L'Ange bleu

Publié le par Josef von Sternberg

L'Ange bleu (Der blaue Engel) est un film allemand réalisé par Josef von Sternberg et sorti en 1930. Il marque la première collaboration artistique entre le réalisateur et l'actrice allemande Marlene Dietrich, qui tourneront six autres films entre 1930 et 1935. Dans une petite ville allemande des années 20. Emmanuel Rath, vieux célibataire rigide, est professeur de lycée. D'un moralisme intransigeant, il ne cesse de terroriser ses élèves. Lorsqu'il découvre que trois d'entre eux fréquentent «L'Ange bleu», une boîte de nuit louche où se produit la chanteuse Lola Lola, il décide de les prendre en flagrant délit de débauche. Mais au moment de tancer la troublante demoiselle, il ne peut se défendre d'une irrésistible attirance à son égard. Bientôt, fou amoureux de la belle, il se jure de l'épouser. Ayant atteint son but, il est mis à la porte du lycée. Qu'à cela ne tienne, il suivra son épouse dans ses déplacements...
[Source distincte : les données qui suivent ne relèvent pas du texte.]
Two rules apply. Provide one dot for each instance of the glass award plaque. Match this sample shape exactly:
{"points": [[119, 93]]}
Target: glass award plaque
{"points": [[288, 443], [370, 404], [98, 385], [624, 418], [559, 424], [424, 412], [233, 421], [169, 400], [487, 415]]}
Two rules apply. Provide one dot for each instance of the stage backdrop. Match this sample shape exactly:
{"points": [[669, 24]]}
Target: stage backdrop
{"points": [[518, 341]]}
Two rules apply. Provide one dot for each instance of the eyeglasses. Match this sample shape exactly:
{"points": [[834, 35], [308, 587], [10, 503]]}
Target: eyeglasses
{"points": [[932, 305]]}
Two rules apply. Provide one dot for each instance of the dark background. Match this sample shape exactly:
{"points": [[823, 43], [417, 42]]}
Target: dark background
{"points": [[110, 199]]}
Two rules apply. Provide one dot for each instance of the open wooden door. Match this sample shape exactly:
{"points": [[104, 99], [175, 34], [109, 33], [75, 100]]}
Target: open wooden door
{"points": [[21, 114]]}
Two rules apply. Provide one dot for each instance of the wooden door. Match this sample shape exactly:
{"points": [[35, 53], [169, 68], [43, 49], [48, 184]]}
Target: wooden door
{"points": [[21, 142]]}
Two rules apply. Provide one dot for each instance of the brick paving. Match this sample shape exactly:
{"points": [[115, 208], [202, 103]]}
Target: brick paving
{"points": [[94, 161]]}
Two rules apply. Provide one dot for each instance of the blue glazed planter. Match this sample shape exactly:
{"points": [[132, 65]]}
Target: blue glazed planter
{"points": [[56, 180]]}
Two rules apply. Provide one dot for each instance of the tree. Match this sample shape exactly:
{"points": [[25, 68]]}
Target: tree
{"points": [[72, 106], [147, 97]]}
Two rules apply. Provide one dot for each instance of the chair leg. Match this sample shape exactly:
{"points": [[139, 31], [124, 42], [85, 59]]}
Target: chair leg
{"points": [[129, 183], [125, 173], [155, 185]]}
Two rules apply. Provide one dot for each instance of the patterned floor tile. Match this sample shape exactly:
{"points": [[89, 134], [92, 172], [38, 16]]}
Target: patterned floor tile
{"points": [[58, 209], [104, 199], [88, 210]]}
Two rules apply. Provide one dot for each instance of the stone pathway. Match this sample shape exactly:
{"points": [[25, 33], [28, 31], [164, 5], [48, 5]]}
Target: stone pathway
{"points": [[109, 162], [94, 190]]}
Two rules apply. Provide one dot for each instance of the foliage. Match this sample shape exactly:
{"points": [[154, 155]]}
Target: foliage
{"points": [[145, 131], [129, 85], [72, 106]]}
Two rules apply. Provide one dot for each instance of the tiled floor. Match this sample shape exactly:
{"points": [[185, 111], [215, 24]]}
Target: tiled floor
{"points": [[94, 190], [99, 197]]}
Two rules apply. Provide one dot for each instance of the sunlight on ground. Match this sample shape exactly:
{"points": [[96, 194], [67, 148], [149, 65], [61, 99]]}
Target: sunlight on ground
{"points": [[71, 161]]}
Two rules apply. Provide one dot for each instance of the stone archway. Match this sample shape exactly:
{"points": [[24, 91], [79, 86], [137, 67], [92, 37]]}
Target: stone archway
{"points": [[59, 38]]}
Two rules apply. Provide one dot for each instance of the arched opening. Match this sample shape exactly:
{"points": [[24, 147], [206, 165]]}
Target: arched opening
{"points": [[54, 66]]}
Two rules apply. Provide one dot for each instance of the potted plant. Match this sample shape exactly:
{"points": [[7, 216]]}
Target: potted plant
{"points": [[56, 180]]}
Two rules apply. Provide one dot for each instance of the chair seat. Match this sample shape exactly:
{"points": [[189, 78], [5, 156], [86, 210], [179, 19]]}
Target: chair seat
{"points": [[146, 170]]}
L'Ange bleu de Josef von Sternberg
L'Ange bleu de Josef von Sternberg

L'Ange bleu de Josef von Sternberg

Fiche technique

  • Titre original : Der blaue Engel
  • Titre français : L'Ange bleu
  • Réalisation : Josef von Sternberg
  • Scénario : Josef von Sternberg, Carl Zuckmayer, Karl Vollmöller, Robert Liebmann et Heinrich Mann, d'après son roman Professor Unrat
  • Direction artistique : Otto Hunte
  • Photographie : Günther Rittau et Hans Schneeberger
  • Montage : Sam Winston
  • Musique : Friedrich Hollaender
  • Production : Erich Pommer
  • Pays d'origine : Allemagne
  • Langue : allemand
  • Format : noir et blanc - 35 mm - 1,37:1 - son mono
  • Durée : 100 minutes
  • Dates de sortie : Allemagne : 1er avril 1930, France : 22 juillet 1930, États-Unis : 3 janvier 1931

Distribution

  • Emil Jannings : professeur Immanuel Rath
  • Marlene Dietrich : Lola-Lola
  • Kurt Gerron : Kiepert, le magicien
  • Rosa Valetti : Guste, sa femme
  • Hans Albers : Mazeppa
  • Charles Puffy : le propriétaire de l'Ange bleu
  • Roland Varno : l'élève Lohmann
  • Eduard von Winterstein : le directeur du lycée

La critique par Marine Landrot

Etrangement persuadé qu’il suffirait qu’elle jette « un seul regard sexy pour que le film devienne burlesque », Pabst venait de refuser à Marlene Dietrich le rôle de Loulou, préférant le confier à Louise Brooks. Assis au fond de la salle du cabaret berlinois où Marlene, encore inconnue, tricotait des gambettes, Josef von Sternberg y regarda de plus près. Le Pygmalion qui sommeillait en lui jeta son dévolu sur la danseuse, qu’il engagea en doublant le prénom du rôle, Lola Lola, pour ­qu’elle paraisse doublement érotique. Coup dur pour l’acteur Emil Jannings, qui avait fait appel au cinéaste pour qu’il relance sa carrière grâce à cette histoire de professeur poussiéreux transfiguré par l’amour. L’Ange bleu est, au contraire, la chronique féroce d’une chute annoncée.

Dès les premières images, tout se jette, tout se lance, tout s’effondre : les poules dans les caisses, les seaux d’eau sale sur les affiches suggestives, les culottes en dentelle sur les épaules des hommes soumis. Jusqu’à ce que le vieil enseignant devienne lui-même projectile, précipité vers la mort par sa femme, Lola Lola, experte en humiliations.